2. Eliminate access to problem food. I'm not saying that kids need to eat a 100% clean diet. That's not realistic - not to mention it's kind of dickish - but if there's one food that's overshadowing all others and that's all they'll eat, limit it to once a week or so. In my opinion, you don't want to eliminate it completely because then you set yourself up for a severe reaction once they're old enough to get the stuff on their own. It's the whole Alex P. Keaton syndrome. If you don't know what I'm talking about, go watch yourself some TV Land, stat!

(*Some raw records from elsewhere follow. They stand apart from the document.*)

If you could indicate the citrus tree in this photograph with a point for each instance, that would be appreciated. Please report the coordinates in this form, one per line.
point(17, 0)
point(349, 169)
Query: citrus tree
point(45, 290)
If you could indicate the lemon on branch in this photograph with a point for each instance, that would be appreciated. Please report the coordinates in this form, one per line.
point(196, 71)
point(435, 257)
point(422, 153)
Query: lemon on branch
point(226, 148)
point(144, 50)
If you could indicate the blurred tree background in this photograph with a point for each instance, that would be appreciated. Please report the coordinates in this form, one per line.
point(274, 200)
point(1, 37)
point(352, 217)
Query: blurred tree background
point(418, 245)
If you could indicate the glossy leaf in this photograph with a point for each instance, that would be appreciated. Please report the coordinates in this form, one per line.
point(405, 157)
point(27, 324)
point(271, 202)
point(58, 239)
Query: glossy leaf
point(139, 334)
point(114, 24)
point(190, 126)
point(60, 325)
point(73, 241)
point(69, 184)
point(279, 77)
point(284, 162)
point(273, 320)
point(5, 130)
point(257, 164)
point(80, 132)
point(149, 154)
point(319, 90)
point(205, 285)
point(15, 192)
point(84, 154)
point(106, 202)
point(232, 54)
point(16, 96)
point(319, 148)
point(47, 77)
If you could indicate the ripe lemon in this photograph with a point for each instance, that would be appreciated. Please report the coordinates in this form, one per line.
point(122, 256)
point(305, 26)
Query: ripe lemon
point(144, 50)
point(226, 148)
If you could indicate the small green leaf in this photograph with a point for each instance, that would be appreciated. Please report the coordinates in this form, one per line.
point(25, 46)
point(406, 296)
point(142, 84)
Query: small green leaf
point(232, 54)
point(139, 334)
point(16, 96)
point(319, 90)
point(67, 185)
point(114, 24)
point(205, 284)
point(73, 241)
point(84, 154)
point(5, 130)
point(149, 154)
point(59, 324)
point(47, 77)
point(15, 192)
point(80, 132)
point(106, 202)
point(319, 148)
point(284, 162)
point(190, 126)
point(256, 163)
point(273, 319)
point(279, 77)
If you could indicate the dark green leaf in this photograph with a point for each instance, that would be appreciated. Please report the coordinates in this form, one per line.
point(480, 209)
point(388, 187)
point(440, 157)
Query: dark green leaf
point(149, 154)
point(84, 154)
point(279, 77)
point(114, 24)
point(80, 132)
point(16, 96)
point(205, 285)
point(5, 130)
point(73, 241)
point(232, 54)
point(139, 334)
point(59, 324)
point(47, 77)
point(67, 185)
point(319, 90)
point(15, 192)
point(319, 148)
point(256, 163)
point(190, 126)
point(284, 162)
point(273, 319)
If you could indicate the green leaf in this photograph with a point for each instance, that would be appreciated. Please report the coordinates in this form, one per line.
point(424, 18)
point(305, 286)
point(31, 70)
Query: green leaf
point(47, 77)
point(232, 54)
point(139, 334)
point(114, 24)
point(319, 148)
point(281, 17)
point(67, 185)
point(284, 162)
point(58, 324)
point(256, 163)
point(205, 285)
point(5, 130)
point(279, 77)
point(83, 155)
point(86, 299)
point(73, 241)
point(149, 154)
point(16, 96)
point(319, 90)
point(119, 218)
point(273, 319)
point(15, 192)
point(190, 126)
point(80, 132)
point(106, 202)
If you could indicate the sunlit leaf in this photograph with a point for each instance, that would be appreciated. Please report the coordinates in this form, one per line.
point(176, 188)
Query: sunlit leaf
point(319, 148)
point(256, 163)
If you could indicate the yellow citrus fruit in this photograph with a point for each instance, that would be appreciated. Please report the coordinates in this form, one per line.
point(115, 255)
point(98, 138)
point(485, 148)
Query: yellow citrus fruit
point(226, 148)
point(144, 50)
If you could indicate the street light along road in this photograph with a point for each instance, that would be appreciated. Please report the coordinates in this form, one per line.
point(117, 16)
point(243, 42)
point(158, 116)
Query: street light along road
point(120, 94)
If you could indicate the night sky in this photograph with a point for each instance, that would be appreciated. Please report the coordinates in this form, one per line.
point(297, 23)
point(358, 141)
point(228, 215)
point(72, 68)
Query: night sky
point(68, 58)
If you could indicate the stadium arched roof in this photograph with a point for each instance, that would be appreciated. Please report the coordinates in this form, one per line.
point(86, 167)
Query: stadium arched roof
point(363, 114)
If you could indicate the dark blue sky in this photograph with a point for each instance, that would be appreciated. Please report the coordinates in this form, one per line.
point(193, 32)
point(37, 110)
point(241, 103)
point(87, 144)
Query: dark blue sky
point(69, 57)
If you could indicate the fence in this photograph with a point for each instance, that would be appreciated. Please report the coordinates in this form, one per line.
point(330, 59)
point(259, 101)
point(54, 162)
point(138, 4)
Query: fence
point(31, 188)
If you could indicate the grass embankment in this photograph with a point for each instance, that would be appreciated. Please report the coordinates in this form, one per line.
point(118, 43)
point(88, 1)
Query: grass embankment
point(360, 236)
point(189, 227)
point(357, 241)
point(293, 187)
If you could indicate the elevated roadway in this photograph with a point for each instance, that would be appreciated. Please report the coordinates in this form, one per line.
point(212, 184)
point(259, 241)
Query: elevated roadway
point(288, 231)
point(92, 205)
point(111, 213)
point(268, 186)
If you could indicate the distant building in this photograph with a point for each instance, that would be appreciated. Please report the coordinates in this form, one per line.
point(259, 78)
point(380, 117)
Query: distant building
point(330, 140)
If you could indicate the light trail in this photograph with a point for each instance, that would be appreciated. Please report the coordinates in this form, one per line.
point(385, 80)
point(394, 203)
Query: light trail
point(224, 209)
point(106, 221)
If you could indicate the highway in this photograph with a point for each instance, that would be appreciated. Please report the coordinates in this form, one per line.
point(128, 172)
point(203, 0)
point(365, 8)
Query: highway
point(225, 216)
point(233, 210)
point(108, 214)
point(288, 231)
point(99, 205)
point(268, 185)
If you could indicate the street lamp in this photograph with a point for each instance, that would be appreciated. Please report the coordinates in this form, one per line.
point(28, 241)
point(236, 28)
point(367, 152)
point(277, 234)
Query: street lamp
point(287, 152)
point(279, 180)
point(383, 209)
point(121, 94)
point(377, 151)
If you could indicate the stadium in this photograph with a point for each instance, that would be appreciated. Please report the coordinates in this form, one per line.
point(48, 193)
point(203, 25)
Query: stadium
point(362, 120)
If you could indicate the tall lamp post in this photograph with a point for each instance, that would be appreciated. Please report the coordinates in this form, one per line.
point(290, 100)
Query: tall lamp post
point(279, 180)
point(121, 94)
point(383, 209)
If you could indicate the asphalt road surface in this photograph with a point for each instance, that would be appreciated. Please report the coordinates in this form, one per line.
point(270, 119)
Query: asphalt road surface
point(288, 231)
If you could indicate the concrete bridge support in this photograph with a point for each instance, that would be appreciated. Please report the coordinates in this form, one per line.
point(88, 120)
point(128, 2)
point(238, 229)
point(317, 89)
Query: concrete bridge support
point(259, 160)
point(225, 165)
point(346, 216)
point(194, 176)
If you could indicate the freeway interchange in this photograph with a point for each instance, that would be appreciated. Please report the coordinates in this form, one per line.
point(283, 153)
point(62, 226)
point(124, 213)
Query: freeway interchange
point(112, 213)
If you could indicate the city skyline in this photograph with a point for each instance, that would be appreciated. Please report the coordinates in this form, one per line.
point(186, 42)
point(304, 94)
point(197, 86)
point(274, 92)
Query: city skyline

3. Allow access to healthy food. As kids gain independence, the desire to care for themselves is strong. As a parent, it's your job to abuse and exploit that. If they have access to junk food, that's what they'll go for. If they have access to fresh fruit instead, the need to prove to themselves that they can get a snack without Mom or Dad's help will trump their desire for refined carbs and sodium. Suddenly, Junior is chompin' on a handful of grapes.

While I am by no means a model parent (although I seem to be doing slightly better than Evonne), I did have a recent food victory with my daughter using all three of the tips above. My kid loves soda pop. Some bastard at a birthday party gave her a hit at some point and it quickly became an obsession. For the most part, I don't drink soda (my recovering Diet Coke addiction is a topic for another post). I think it's as close to pure evil as liquid can be. That said, I firmly feel fatherly fascism is a figuring factor for the Freshman Fifteen...

(Let's just pause a moment to admire that awesome alliteration. I firmly feel fatherly fascism is a figuring factor for the Freshman Fifteen. I amaze myself sometimes.)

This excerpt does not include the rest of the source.